Research

Debris disks are the rocky and icy leftovers of planet formation found around newly born stars and planetary systems, analgous to our Solar System's Asteroid and Kuiper Belts. The light we see from our telescopes come from scattering of starlight by small dust particles created from frequent collisions between planetesimals. We can learn a lot about the history of young planetary systems by studying debris disks.

Temporal Imaging of the Beta Pic Debris Disk with HST/STIS

The debris disk around Beta Pictoris is one of the brightest debris disks in our galactic neighborhood. Beta Pictoris is a 1.8 solar mass star, with two super-Jupiter exoplanets (at ~3 and ~10 au) and is 20 Myr old.

Using four epochs of data (from 1997-2023) from the Hubble Space Telescope's Space Telescope Imaging Spectrograph (HST/STIS), I investigated if we can see changing features in the inner disk due to the influence of the outer super-Jupiter, Beta Pic b. I also search for signs of planetesimals in the disk and created my own planetesimal collision model to understand our sensitivity to different progenitor masses.

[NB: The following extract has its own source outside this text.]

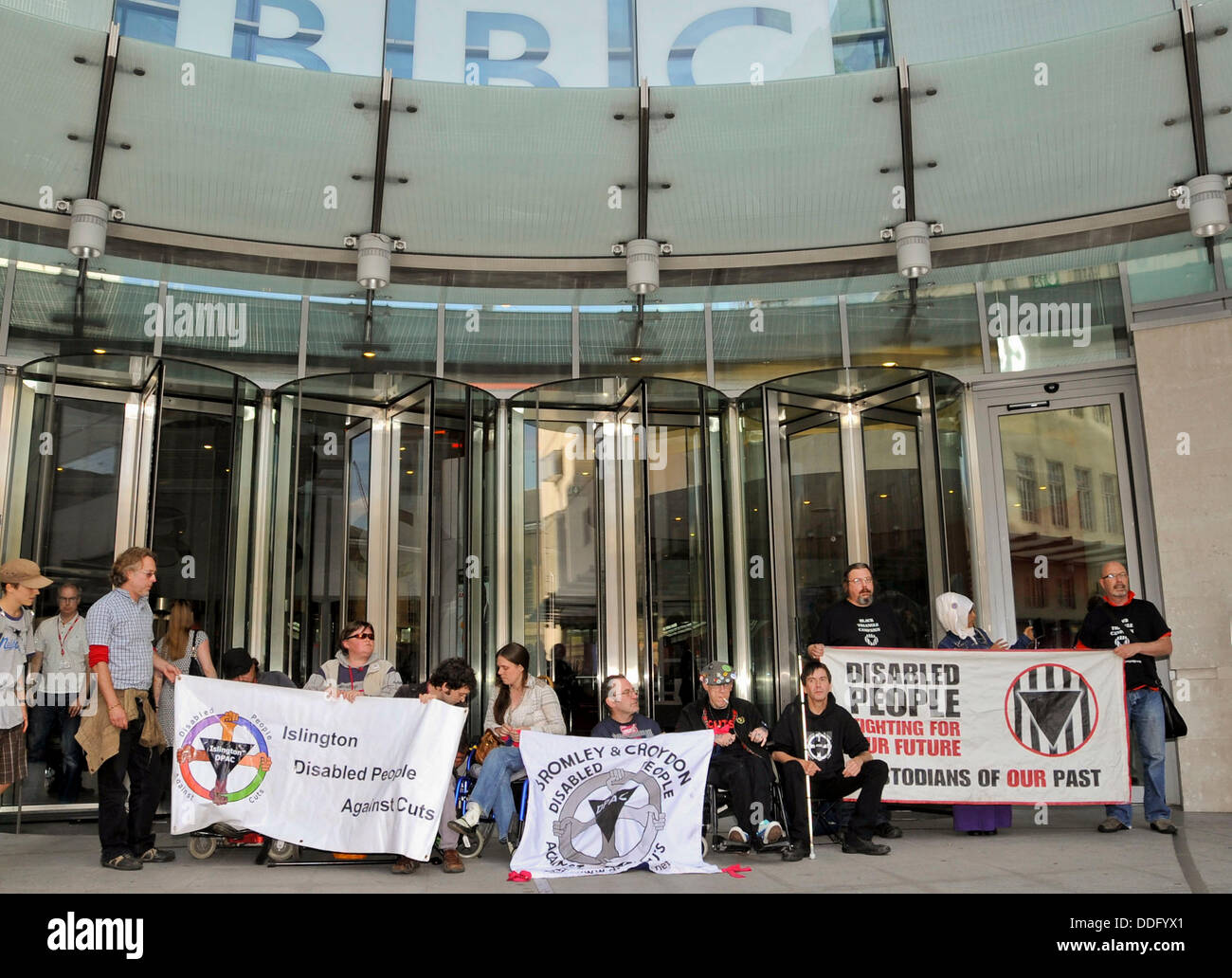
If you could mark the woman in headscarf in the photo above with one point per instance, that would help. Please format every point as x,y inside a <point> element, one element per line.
<point>956,613</point>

See Avsar et al. (2024), in prep.

New HST/STIS detections of outer structure for seven young planetary systems

I was introduced to debris disk science while working on analyzing seven newly imaged debris disks with HST/STIS as an undergraduate at UC Berkeley.

The goal of this project is to study the outer structure of the debris disks surrounding young planetary systems in the Scorpius-Centaurus Stellar Association. The inner disk of these targets was previously imaged with the Gemini Planet Imager (see Esposito et al. 2020). We find complex outer structures of some disks that was not seen in the GPI imaging and resolve only the third debris disk surrounding an M-dwarf with HST/STIS.

I was responsible for analysis of the reduced images. I wrote Python scripts that measured the midplane surface brightness for the edge-on disks in the sample. Additionally, I wrote a script using emcee to fit power-law measurements to the surface profiles.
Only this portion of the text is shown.